Texto retirado do site “Futebol acima de tudo” que evoca o “Caso Paula” que teve origem no programa Os Donos da Bola da Sic.

Faz hoje 10 anos(NOTA: em 2007) ganhou notoriedade pública. Recorde-se que este teve como origem uma reportagem da SIC emitida no programa Os Donos da Bola, a 2 de Maio de 1997, com base em depoimentos de intervenientes directos e indirectos dos acontecimentos da noite em que, alegadamente, no hotel Atlantic Garden, onde a selecção estagiava para o decisivo Portugal – República da Irlanda, da fase de qualificação para o Euro-2006 (a partida foi disputada em 2005), teria ocorrido uma orgia envolvendo diversos jogadores e várias prostitutas brasileiras.
Nessa reportagem, uma prostituta brasileira, Angélica Cristina Ribeiro, apresentada com o nome fictício de Paula, relatou como é que vários jogadores se envolveram num autêntico bacanal com ela e outras colegas, que culminou em cenas de pancadaria. A exibição do programa foi na altura recorde de audiências (um milhão e duzentas mil pessoas) e levantou um enorme celeuma a nível nacional. Em pleno directo, estalou o verniz nos estúdios da SIC, com muita confusão envolvendo Pôncio Monteiro (chegou a chamar “parvo” ao chefe do departamento de Futebol do Benfica na altura, Gaspar Ramos), então comentador no programa, Jorge Schnitzer, editor de desporto do canal e Avelino Ferreira Torres, convidado naquela edição.

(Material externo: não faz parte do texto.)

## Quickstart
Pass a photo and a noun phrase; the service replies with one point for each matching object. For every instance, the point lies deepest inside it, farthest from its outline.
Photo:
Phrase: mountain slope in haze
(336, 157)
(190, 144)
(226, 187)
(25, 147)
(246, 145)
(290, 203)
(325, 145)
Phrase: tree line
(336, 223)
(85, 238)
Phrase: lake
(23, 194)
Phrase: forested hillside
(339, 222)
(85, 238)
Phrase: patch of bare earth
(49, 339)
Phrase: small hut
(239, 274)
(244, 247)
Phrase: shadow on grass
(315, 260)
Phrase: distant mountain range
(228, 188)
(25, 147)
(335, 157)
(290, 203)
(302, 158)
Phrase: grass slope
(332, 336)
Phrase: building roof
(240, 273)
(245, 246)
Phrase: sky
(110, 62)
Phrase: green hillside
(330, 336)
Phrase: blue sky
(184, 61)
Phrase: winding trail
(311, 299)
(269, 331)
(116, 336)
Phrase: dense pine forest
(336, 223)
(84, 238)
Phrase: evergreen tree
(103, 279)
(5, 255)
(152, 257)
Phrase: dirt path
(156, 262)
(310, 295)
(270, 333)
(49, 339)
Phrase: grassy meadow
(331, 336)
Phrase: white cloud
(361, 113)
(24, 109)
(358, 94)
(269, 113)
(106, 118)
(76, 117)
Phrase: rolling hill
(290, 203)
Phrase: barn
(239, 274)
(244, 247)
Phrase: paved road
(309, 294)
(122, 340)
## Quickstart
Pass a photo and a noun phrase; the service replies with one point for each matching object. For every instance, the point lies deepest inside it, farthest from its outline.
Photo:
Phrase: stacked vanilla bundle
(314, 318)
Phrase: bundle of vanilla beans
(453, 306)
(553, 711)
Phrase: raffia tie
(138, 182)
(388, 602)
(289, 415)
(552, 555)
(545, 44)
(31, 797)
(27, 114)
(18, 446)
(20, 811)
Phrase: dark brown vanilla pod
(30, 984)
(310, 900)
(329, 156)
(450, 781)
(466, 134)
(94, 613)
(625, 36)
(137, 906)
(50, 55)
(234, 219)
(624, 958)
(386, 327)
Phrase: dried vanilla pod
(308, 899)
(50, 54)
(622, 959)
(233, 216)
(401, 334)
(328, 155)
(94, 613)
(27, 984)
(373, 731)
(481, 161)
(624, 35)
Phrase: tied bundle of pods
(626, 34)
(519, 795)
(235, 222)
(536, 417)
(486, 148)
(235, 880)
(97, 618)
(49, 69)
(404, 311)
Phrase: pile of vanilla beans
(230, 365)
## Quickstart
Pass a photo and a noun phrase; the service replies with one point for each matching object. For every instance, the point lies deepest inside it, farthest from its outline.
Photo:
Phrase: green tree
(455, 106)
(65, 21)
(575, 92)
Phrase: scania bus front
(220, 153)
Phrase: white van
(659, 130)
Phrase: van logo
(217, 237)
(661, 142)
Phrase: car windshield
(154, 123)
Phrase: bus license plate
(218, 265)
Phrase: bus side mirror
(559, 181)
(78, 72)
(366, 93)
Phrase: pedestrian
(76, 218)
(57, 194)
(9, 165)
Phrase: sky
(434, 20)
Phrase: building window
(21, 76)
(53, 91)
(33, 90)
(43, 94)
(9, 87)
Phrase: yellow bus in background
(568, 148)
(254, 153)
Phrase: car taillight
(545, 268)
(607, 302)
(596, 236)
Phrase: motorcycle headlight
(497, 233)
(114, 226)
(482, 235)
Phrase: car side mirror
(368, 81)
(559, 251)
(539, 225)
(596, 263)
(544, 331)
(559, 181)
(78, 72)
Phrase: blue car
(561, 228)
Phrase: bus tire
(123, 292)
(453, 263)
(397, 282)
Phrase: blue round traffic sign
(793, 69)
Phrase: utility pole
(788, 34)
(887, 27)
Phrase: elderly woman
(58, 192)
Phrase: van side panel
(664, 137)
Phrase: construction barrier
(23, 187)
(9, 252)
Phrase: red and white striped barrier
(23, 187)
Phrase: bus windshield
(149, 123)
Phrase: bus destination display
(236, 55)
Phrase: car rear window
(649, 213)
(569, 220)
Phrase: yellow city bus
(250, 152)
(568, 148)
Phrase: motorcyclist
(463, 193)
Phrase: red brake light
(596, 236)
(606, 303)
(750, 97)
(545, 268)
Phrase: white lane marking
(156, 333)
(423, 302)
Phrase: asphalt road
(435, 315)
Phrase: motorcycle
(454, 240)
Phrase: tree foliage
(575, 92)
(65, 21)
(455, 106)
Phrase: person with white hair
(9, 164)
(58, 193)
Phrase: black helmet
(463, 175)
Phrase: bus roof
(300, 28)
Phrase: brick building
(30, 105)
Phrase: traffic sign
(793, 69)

O programa baseou-se no depoimento dos intervenientes daquela noite. Uma das prostitutas, a já citada “Paula”, descreveu em pormenor algumas das peripécias, desde o consumo de haxixe por parte dos jogadores até agressões físicas a algumas das prostitutas. Ela própria se assumiu como uma das vítimas, alegando ter sido obrigada a receber tratamento hospitalar. E não se coibiu de denunciar os nomes dos diversos intervenientes, desde o seleccionador nacional na altura, António Oliveira, acusado de ter “apadrinhado a operação”, até aos jogadores Secretário, Fernando Couto e Vítor Baía, passando pelo adjunto de Oliveira, Joaquim Teixeira, que teria “recrutado” as prostitutas num conhecido clube nocturno da capital.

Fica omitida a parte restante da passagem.